Python-based WebSocket for CLI LLaVA inference.

Primary LanguagePythonMIT LicenseMIT

LLaVA-WebSocket

Python-based WebSocket for CLI LLaVA inference. The WebSocket server receives prompts and images from other clients and returns the CLI-inference results via the socket connection.

Overview

This project is a quick and simple implementation of LLaVA (Website, GitHub) CLI-based inference via a Python WebSocket. It is based on LLaVA's own cli.py, adding WebSocket capabilites.

When running python llava-websocket.py, the checkpoint shards are loaded and stay in cache while a WebSocket server is started. Clients in your local network can send new prompts and images for inference without having to re-load checkpoint shards and without using Gradio.

This project, in its current form, is not designed for conversation, but rather for one-time prompt processing, enabling the inference of various images and prompts based on individual requests. I might add conversation capabilities in the near future.

This project was tested on Ubuntu.

Setup

You should follow the LLaVA tutorial, so that you have the pretrained model / checkpoint shards ready. Then, put my script into your LLaVA directory and start it while in the LLaVA conda-environment (conda activate llava).

Usage

python llava-websocket.py [ARGS]

Arguments

Given that this project is based on LLaVA's cli.py, the following base arguments can be specified:

--model-path, default="liuhaotian/llava-v1.5-13b"
--model-base, default=None
--device, default="cuda"
--conv-mode, default=None
--temperature, default=0.2
--max-new-tokens, default=512
--load-8bit, action="store_true"
--load-4bit, action="store_true"
--debug, action="store_true"

Additionally added args:

--port, default=1995
--verbose, action="store_true"
--json, action="store_true"

Using --port [int], you can specify your own WebSocket port.

Using --verbose, you will receive verbose output on the server-side console (WebSocket connection info, transmitted inference results).

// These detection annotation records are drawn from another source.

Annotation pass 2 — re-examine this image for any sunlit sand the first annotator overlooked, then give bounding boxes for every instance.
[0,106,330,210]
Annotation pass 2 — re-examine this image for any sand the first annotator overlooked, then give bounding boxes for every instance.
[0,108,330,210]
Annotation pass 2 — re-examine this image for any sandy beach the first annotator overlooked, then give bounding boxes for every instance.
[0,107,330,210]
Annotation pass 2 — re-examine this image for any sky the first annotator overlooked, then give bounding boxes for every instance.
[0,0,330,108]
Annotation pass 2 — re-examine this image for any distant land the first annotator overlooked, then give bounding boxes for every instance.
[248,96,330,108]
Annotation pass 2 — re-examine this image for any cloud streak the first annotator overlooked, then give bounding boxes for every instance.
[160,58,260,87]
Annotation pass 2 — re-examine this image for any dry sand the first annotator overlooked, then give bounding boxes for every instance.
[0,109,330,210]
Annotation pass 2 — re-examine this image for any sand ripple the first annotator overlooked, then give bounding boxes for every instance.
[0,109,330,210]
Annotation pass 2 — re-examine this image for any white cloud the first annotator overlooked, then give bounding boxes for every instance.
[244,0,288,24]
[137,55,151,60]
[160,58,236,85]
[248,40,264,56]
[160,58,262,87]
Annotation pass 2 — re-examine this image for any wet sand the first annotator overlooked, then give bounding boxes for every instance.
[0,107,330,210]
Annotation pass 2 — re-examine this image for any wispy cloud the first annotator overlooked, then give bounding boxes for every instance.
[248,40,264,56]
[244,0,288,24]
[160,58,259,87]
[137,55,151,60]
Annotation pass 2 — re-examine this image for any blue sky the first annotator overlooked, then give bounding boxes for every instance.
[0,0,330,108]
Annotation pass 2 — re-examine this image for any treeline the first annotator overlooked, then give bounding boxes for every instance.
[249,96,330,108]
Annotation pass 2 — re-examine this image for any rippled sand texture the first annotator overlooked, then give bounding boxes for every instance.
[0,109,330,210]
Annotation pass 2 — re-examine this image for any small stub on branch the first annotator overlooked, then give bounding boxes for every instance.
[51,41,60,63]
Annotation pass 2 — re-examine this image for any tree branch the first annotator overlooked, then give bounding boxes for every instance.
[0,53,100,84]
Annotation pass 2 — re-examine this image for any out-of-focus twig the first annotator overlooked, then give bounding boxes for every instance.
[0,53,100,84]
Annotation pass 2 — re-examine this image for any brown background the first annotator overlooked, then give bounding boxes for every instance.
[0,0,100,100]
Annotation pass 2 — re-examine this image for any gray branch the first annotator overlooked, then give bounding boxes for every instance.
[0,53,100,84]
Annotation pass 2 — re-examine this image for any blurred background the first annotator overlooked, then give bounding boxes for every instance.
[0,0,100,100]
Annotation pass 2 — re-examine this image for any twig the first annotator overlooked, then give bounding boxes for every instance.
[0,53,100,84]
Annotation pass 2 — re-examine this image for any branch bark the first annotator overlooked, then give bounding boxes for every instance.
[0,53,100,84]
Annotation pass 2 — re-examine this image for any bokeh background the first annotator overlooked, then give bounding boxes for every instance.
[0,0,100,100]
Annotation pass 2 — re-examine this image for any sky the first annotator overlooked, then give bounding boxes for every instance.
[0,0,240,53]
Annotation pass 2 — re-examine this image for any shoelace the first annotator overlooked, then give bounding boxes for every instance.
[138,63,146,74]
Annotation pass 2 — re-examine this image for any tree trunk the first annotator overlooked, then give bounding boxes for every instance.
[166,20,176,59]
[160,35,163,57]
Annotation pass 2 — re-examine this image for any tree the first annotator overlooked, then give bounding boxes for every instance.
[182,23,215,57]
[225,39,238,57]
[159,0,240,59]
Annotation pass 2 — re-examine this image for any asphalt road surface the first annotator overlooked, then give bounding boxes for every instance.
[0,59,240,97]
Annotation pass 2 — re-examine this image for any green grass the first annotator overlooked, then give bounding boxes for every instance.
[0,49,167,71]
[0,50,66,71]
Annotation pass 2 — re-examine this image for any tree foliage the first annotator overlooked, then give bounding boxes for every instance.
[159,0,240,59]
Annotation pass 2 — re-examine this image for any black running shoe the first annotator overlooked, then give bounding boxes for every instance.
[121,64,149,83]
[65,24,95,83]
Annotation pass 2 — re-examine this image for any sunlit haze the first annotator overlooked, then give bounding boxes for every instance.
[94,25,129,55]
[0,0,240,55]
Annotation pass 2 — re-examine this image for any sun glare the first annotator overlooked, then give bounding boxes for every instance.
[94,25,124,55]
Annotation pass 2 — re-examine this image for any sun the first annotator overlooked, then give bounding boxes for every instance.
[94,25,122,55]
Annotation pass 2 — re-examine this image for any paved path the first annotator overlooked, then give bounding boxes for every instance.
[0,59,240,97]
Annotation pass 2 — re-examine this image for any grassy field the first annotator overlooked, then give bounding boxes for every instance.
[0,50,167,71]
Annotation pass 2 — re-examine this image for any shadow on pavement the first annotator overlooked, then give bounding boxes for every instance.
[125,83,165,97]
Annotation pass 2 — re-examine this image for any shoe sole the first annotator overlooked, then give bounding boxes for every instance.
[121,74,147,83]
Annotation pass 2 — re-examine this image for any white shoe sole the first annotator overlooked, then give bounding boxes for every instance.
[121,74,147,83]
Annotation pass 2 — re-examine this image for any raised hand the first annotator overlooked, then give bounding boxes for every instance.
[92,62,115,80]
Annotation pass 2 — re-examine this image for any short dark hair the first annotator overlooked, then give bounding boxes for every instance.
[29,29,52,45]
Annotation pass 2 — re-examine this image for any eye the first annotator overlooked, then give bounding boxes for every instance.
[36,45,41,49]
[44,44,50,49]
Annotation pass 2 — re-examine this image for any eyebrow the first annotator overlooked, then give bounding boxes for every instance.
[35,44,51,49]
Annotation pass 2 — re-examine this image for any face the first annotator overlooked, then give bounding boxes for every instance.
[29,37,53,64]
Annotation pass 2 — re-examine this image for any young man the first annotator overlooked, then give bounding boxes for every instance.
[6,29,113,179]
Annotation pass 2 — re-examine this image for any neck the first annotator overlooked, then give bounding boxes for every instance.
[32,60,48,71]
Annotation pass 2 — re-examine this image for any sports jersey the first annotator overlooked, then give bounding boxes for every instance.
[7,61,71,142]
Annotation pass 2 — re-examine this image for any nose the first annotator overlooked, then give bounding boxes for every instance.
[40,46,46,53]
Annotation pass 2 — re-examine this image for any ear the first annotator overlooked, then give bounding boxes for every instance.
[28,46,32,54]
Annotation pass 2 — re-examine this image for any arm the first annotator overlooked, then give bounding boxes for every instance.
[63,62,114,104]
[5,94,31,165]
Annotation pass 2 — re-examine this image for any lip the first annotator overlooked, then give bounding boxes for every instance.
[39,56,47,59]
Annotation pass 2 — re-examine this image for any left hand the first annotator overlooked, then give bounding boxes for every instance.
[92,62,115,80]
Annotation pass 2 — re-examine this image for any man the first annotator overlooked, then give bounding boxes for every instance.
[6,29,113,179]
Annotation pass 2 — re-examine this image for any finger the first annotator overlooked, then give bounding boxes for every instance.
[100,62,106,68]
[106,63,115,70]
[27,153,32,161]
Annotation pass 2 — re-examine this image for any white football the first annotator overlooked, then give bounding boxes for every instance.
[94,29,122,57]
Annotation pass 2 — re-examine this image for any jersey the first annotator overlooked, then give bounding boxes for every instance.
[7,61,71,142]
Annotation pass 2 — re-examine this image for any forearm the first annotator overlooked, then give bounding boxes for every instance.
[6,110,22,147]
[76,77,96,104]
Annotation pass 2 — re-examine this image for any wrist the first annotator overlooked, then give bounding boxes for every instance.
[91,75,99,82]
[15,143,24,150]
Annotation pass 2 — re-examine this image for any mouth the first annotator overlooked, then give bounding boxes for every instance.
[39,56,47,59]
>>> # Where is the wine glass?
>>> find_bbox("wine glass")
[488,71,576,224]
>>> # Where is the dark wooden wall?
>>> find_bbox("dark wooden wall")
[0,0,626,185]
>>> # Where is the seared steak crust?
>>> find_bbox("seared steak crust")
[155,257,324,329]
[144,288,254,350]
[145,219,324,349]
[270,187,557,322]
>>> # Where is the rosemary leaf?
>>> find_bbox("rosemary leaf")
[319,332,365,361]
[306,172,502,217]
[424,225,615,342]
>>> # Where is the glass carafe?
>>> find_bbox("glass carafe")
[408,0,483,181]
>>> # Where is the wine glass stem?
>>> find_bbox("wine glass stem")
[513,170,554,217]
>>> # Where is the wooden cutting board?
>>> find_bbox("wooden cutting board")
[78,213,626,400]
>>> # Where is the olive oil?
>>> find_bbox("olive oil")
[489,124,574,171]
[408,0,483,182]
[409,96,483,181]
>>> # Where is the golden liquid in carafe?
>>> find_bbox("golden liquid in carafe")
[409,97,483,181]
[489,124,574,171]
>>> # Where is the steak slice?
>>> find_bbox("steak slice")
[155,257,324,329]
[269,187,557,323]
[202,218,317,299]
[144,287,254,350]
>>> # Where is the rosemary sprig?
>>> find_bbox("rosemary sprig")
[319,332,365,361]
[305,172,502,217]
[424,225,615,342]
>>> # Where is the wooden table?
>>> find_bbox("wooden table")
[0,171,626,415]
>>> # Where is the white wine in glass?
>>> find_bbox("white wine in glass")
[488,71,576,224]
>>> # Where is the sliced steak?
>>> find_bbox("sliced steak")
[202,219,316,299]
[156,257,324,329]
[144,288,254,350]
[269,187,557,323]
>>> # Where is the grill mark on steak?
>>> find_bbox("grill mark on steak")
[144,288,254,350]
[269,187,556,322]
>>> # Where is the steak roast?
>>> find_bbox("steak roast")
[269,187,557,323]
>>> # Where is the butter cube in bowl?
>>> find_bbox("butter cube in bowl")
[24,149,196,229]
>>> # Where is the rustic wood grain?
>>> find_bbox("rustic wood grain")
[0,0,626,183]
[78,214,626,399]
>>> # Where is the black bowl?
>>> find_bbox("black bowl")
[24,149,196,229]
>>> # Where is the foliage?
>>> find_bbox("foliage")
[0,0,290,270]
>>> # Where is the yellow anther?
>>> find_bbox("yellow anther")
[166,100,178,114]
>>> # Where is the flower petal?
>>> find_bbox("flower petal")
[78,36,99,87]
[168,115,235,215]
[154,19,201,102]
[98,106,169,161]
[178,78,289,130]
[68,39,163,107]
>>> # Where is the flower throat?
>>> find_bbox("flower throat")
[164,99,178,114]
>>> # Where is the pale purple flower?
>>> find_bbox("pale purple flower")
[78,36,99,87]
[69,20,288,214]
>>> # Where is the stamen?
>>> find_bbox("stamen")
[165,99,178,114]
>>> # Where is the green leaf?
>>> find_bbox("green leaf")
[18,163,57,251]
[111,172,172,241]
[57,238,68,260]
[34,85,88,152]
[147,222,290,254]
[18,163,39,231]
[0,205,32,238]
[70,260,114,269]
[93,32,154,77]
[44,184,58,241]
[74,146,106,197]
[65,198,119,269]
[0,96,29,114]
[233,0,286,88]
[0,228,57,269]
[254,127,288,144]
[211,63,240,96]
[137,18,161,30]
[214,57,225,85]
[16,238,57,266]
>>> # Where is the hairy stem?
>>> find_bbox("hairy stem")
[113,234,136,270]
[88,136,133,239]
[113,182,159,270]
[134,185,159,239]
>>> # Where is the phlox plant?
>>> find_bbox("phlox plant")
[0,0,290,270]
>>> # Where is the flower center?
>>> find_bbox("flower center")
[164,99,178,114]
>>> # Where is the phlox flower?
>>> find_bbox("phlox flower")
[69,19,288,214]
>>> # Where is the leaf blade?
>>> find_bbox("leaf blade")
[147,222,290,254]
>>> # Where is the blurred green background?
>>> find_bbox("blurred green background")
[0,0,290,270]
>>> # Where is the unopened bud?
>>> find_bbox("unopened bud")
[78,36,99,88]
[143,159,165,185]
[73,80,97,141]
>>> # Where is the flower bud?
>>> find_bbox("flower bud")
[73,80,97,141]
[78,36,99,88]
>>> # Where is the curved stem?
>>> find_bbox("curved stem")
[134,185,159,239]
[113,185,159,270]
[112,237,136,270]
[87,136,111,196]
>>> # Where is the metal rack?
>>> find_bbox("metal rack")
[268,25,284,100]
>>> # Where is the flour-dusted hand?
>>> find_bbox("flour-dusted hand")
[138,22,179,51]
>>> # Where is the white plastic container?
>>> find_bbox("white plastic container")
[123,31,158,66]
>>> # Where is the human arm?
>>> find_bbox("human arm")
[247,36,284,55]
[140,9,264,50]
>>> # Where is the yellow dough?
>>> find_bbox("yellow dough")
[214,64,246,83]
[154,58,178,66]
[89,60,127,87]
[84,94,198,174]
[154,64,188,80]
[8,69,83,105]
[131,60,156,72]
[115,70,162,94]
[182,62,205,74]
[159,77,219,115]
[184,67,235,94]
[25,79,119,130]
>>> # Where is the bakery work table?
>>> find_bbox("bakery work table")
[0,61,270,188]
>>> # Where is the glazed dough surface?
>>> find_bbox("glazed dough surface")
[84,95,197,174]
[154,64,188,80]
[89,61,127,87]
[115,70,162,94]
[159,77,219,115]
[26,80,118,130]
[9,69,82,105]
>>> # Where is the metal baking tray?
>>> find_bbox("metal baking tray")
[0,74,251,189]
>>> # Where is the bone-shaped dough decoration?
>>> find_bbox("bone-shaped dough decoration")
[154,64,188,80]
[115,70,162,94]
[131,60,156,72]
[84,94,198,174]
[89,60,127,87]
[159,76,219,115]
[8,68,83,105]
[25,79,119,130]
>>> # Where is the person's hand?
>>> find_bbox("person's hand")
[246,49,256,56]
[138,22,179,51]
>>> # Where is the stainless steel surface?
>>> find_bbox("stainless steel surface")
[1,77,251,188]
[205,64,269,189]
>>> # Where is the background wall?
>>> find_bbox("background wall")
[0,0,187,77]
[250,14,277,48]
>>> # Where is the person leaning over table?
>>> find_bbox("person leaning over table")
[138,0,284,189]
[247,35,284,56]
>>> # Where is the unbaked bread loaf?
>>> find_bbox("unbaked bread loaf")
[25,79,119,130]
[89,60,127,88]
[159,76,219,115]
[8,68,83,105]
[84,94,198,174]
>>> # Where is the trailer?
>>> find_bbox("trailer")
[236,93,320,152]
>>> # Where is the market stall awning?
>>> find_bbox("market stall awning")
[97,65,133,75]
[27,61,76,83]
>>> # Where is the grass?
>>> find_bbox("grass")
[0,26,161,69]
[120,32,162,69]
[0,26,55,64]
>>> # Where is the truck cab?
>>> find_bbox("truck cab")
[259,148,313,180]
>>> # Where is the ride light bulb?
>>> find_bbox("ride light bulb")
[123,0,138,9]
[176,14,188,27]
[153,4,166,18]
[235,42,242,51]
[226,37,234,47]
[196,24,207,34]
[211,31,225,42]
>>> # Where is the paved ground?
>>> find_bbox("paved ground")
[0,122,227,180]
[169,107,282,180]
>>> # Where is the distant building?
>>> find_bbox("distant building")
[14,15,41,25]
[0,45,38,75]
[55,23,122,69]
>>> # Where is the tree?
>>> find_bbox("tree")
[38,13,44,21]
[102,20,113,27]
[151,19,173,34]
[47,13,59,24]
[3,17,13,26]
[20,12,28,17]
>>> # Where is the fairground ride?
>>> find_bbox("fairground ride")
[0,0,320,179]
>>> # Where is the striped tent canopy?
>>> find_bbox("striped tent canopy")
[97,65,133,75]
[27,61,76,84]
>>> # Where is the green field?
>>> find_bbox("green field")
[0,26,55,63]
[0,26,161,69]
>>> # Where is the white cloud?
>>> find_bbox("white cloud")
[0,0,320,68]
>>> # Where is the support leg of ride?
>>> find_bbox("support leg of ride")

Using --json, the WebSocket responses will be formatted as JSON, containing a timestamp and the inference result:

{
    "time": "11:48:52.632415",
    "result": "The image features a wooden pier (...)"
}

WebSocket Communication

In your local network, clients can access the WebSocket via ws://[your-ip]:1995. Specify your own port when calling the python script via --port [int].

You can probably also make the WebSocket accessible from outside of your LAN via port forwarding.

The WebSocket server waits for a JSON object:

{
    "prompt": "Here goes your prompt (e.g., describe this image.)",
    "image": "URL to an image file, or BASE64-encoded string of an image file"
}

and returns the written inference result via the socket connection.

Demo

Demo.LLaVA.WebSocket.mp4

The input image is LLaVA's test image:

LLaVA's test image

(Source: https://llava-vl.github.io/static/images/view.jpg)

Disclaimer

This project is a prototype and serves as a basic example of using a WebSocket for LLaVA's CLI inference. Feel free to create a PR.